Las nieves eternas
Mariita Lillo Quezada.
Sus recuerdos anteriores eran mui vagos. Blanca plumilla de nieve revoloteó un dia por encima de los enhiestos picachos i los helados ventisqueros, hasta que azotada por una ráfaga, quedóse adherida a la arista de una roca, donde un frio horrible la solidificó súbitamente. Allí aprisionada, pasó muchas e interminables horas. Su forzada inmovilidad aburríala estraordinariamente. El paso de las nubes i el vuelo de las águilas llenábanla de envidia, i cuando el sol conseguia romper la masa de vapores que envolvia la montaña, ella imploráble con temblorosa vocecilla:
—¡Oh, padre sol, arráncame de esta prisión! Devuélveme la libertad!
I tanto clamó, que el sol, compadecido, la tocó una mañana con uno de sus rayos al contacto del cual vibraron sus moléculas, i penetrada de un calor dulcisimo perdió su rijidez e inmovilidad, i como una diminuta esfera de diamante, rodó por la pendiente hasta un pequeño arroyuelo, cuyas aguas turbias la envolvieron i arrastraron en su caida vertijinosa por los flancosde la montaña. Rodó así de cascada en cascada, cayendo siempre, hasta que, de pronto, el arroyo, hundiéndose en una grieta, se detuvo brusca i repentinamente. Aquella etapa fué larguisima. Sumida en una oscuridad profunda, se deslizaba por el seno de la montaña como a traves de un filtro jigantesco...
Por fin, i cuando ya se creia sepultada en las tinieblas para siempre, surjió una mañana en la bóveda de una gruta. Llena de gozo se escurrió a lo largo de una estalactita i suspendida en su estremidad contemp1ó por un instante el sitio en que se encontraba.
Aquella gruta abierta en la roca viva, era de una maravillosa hermosura. Una claridad estraña i fantástica la iluminaba, dando á sus muros tonalidades de pórfido i alabastro: junto i la entrada veiase una pequeña fuente rebosante de agua cristalina.
Aunque todo lo que allí habia le pareció deliciosamente bello, nada encontró que pudiera compararse con ella misma. De una trasparencia absoluta, atravesada por los rayos de luz reflejaba todos los matices del prisma. Ora semejaba un brillante de purísimas aguas, ora un ópalo, una turquesa, un rubí ó un pálido zafiro. Henchida de orgullo se desprendió de la estalactita i cayó dentro de la fuente.
Un leve roce de alas despertó de pronto los ecos silenciosos de la gruta, i la orgullosa gotita vió cómo algunas avecillas de plumaje negro i blanco se posaban con bulliciosa algarabía en torno de la fuente: era una bandada de golondrinas. Las mas pequeñas avanzaron primero. Alargaban su tornasolado cuellecito i bebian con delicia, miéntras las mayores, esperando pacientemente su turno, les decian:
—¡Bebed, hartaos, hoi cruzaremos el mar!
I la peregrina de la montaña veia con asombro que las gotas de agua que la rodeaban, se ofrecian al parecer gozosas a los piquitos glotones que las absorbian unas tras otras, con un glu glu musical i rítmico.
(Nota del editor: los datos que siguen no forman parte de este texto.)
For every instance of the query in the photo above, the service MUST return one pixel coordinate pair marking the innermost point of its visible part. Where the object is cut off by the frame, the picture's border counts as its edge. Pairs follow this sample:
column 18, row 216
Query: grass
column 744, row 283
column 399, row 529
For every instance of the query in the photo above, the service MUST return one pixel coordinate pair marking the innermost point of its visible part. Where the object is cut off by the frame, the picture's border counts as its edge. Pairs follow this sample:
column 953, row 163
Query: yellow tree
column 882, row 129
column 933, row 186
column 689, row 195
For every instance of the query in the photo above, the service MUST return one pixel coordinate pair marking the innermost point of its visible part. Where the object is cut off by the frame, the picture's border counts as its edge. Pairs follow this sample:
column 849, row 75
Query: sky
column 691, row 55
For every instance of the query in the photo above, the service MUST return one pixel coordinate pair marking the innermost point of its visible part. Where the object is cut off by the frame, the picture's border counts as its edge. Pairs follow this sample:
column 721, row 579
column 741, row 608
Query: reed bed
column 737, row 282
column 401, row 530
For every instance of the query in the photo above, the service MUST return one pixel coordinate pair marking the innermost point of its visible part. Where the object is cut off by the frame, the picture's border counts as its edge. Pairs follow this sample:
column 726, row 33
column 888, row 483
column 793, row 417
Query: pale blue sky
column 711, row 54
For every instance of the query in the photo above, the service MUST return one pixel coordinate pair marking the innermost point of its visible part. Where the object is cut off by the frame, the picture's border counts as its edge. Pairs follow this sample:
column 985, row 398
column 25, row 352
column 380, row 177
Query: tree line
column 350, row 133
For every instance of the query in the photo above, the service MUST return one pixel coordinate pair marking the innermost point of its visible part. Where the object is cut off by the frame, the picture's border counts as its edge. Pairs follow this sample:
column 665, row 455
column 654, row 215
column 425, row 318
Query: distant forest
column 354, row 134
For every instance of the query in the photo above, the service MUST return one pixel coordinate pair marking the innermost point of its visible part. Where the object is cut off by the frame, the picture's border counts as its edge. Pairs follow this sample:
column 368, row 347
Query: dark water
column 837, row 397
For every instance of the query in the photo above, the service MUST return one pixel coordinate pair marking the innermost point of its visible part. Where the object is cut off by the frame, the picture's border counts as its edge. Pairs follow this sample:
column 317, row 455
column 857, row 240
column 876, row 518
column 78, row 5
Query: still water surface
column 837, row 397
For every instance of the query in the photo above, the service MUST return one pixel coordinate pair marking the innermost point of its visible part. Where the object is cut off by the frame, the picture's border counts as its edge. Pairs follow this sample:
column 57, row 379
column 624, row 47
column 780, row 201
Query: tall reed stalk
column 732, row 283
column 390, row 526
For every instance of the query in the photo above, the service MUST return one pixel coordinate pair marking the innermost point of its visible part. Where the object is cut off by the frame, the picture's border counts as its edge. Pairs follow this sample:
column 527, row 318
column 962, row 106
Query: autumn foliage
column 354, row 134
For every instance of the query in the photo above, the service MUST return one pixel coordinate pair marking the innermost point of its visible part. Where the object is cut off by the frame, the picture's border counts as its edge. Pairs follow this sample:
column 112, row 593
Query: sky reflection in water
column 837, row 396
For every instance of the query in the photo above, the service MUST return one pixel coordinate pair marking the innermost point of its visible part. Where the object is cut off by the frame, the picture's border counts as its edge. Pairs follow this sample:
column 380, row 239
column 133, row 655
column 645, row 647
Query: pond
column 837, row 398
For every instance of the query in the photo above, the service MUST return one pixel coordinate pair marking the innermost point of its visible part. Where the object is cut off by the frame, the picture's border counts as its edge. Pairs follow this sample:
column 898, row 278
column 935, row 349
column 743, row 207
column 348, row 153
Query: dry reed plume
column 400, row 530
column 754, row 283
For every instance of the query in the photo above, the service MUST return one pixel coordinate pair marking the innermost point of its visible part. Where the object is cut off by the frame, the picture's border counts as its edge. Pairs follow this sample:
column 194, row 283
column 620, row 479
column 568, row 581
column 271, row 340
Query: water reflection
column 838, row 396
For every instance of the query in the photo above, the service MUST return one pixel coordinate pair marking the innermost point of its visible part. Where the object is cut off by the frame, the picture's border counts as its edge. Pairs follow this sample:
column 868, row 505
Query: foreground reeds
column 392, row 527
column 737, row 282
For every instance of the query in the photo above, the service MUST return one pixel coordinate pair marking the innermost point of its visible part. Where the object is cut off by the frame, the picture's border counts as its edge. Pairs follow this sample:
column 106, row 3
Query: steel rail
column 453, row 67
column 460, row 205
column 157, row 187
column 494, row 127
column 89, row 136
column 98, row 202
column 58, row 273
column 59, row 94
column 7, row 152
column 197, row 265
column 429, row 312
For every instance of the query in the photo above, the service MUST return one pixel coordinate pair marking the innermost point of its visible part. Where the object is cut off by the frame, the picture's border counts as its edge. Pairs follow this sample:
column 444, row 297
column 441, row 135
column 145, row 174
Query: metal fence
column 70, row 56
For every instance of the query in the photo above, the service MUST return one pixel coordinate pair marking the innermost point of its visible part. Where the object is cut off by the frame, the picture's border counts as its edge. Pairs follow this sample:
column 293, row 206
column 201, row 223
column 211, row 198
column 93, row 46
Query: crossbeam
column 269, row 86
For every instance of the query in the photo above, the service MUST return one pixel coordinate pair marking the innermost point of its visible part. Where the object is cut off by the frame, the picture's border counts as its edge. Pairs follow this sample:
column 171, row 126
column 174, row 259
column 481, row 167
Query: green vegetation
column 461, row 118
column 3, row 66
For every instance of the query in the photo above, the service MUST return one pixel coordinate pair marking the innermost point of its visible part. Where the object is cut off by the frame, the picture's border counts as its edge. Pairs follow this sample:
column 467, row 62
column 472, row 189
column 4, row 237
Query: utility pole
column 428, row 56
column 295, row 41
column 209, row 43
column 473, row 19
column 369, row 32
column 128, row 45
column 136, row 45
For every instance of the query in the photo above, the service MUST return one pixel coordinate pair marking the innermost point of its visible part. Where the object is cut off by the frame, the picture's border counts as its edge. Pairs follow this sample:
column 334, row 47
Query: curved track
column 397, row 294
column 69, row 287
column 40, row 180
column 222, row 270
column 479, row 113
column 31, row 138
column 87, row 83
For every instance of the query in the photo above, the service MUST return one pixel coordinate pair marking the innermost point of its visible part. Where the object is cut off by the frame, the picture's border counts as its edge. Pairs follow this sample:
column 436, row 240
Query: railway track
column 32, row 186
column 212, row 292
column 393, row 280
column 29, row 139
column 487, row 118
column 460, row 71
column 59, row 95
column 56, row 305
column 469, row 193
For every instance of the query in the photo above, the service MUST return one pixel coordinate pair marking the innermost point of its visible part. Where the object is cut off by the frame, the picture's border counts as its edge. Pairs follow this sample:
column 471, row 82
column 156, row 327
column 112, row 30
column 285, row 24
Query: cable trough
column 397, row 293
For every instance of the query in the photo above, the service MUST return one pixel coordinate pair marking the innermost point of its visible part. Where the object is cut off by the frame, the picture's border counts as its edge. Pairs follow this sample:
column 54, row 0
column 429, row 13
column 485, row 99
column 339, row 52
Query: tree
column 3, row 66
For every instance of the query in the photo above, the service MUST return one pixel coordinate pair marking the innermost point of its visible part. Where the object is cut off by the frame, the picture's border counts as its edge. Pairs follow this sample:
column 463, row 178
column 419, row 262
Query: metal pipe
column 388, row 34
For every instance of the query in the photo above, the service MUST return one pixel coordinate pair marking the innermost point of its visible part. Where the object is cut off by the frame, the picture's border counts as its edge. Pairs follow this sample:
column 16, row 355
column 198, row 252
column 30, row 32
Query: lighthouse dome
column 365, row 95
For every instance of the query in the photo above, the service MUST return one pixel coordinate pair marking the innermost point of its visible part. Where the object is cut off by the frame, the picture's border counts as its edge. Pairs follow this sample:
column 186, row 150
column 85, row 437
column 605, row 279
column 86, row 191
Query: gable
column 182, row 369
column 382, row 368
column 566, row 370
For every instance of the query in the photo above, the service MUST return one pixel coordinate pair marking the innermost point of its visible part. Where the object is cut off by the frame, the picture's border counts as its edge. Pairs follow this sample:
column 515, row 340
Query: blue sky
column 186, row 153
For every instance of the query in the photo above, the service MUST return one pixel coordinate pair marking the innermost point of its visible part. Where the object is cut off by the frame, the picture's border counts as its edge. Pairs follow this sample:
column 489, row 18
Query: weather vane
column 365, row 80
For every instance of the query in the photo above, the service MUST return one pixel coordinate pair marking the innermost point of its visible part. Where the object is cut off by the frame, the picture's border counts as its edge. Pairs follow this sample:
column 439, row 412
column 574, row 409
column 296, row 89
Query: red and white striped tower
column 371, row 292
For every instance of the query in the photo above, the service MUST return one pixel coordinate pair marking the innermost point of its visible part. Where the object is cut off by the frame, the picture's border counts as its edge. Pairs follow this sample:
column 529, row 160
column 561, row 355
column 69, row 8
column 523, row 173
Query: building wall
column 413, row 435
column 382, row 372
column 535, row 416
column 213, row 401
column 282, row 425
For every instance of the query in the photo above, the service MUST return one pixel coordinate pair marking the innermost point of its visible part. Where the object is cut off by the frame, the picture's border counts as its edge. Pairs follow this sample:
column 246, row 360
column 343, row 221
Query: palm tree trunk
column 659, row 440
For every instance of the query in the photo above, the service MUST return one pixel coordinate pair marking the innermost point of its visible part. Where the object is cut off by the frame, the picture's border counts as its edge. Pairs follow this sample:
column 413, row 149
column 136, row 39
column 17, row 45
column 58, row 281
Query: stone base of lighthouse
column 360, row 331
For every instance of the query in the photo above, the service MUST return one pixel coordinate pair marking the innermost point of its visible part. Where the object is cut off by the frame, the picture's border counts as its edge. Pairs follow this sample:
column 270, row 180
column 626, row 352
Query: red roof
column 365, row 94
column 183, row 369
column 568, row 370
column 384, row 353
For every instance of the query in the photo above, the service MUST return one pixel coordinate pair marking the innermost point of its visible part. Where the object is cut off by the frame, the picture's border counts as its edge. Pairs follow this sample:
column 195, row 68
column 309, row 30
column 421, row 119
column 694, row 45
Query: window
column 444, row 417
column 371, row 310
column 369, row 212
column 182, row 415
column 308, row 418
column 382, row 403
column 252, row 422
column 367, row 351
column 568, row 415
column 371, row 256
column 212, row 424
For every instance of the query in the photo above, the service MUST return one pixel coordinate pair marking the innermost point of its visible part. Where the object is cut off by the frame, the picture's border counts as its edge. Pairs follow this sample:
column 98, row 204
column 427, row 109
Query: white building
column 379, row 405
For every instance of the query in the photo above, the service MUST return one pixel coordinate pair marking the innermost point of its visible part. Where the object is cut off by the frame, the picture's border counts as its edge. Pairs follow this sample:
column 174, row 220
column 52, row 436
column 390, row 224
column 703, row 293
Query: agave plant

—¡Cómo pueden ser así, decia. Morir para que esos feos pajarracos apaguen la sed! Qué necias son!
I para huir de las sedientas estrechó sus moléculas i se fué al fondo. Cuando subió a la superficie, la bandada habia ya levantado el vuelo i se destacaba como una mancha en el intenso azul.
—Van en busca del mar, pensó. ¿Qué cosa será el mar?
I el deseo de salir de alli, de vagabundear por el mundo, se apoderó de ella otra vez. Rodeó la fuentecilla buscando una salida, hasta que encontró en la taza de granito una pequeña rasgadura por donde se escurría un hilo de agua. Alegre se abandonó a la corriente que, engrosada sin cesar por las filtraciones de la montaña, concluia por convertirse al llegar al valle en un lindo arroyuelo de aguas límpidas i transparentes como el cristal. ¡Qué delicioso era aquel viaje! Las márjenes del arroyo desaparecian bajo un espeso tapiz de flores. Violetas i lirios, juncos i azucenas se empinaban sobre sus tallos para contemplar la corriente i proferian, ajitando coquetonamente sus estambres cargados de pólen:
—¡Arroyo, la frescura que nos da vida, la matiz de nuestros pétalos i el aroma de nuestros cálices, todo te lo debemos! Deteneos un instante para recibir la ofrenda de tus predilectas.
Mas el arroyo, sin dejar de correr, murmuraba:
—No puedo detenerme, la pendiente me empuja. Pero, escuchad un consejo. Embebed bien vuestras raíces, porque el sol ha dispersado las nubes e inundará hoi los campos con una lluvia de fuego.
I las plantas, obedientes al consejo, alargaron por debajo de la tierra sus tentáculos i absorbieron con ansia la fresca linfa.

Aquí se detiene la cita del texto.